Wystąpienie irackiego premiera wyprzedziło o kilka godzin zapowiedziane na poniedziałek wieczorem czasu polskiego zaprezentowanie Kongresowi USA oficjalnego amerykańskiego raportu na temat postępów normalizacji w Iraku. Raport przedstawią ambasador USA w Bagdadzie Ryan Crocker i naczelny dowódca wojsk amerykańskich w Iraku, generał David Petraeus. Według specjalistów informacje z raportu będą mieć znaczący wpływ na dalszy rozwój polityki Stanów Zjednoczonych w Iraku.
Maliki oświadczył, iż w rezultacie skierowania do rejonu Bagdadu dodatkowych wojsk amerykańskich częstotliwość aktów przemocy zmniejszyła się tam o 75 procent. Nie podał jednak żadnych konkretnych liczb na ten temat.

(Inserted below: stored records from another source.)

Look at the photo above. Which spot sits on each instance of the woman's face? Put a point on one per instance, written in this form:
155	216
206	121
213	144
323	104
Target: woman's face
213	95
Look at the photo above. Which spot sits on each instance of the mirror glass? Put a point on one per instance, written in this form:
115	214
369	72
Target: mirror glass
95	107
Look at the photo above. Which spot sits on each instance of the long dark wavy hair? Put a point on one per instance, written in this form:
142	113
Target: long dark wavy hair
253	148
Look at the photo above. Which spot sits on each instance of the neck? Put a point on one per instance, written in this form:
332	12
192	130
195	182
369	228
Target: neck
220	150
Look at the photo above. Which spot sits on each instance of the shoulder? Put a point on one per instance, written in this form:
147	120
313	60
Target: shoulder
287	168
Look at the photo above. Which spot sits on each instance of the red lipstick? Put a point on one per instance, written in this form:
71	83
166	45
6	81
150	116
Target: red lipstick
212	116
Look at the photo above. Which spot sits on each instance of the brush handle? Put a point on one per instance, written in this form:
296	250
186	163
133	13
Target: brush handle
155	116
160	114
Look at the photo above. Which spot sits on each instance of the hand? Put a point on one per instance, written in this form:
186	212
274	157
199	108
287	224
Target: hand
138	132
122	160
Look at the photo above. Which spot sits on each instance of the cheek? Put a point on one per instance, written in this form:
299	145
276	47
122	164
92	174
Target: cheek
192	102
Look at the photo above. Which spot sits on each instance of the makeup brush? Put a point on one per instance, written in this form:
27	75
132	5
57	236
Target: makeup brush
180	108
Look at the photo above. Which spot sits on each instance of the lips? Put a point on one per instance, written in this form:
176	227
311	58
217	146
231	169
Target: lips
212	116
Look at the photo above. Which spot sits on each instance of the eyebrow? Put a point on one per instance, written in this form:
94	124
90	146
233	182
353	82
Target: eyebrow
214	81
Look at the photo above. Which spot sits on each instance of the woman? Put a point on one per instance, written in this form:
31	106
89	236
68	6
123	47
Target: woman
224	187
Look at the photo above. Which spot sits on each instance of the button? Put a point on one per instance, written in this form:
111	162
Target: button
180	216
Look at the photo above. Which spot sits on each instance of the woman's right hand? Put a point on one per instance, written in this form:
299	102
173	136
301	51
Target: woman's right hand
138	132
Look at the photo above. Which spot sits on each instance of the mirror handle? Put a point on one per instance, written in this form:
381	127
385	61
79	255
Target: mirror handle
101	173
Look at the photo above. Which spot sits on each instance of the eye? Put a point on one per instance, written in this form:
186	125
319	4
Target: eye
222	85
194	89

- Kluczem do odbudowy, rozwoju gospodarczego i poprawy poziomu życia ludności jest bezpieczeństwo. Osiągnęliśmy sukces, zapobiegając pogrążeniu się Iraku w wojnie międzywyznaniowej i jestem w pełni przekonany, że narodowe pojednanie jest naszą jedyną drogą, jaka doprowadzi Irak do bezpieczeństwa - powiedział iracki premier.
Podobnego zdania jest większość społeczeństwa Iraku. Mieszkańcy Bagdadu uważają, że amerykańscy żołnierze są niezbędni do zachowania porządku w kraju.
- Amerykańskie siły powinny zostać, bo sytuacja w Iraku jest niestabilna, a armia Stanów Zjednoczonych nie powinna zostawiać kraju bez kontroli - mówi mieszkaniec Bagdadu.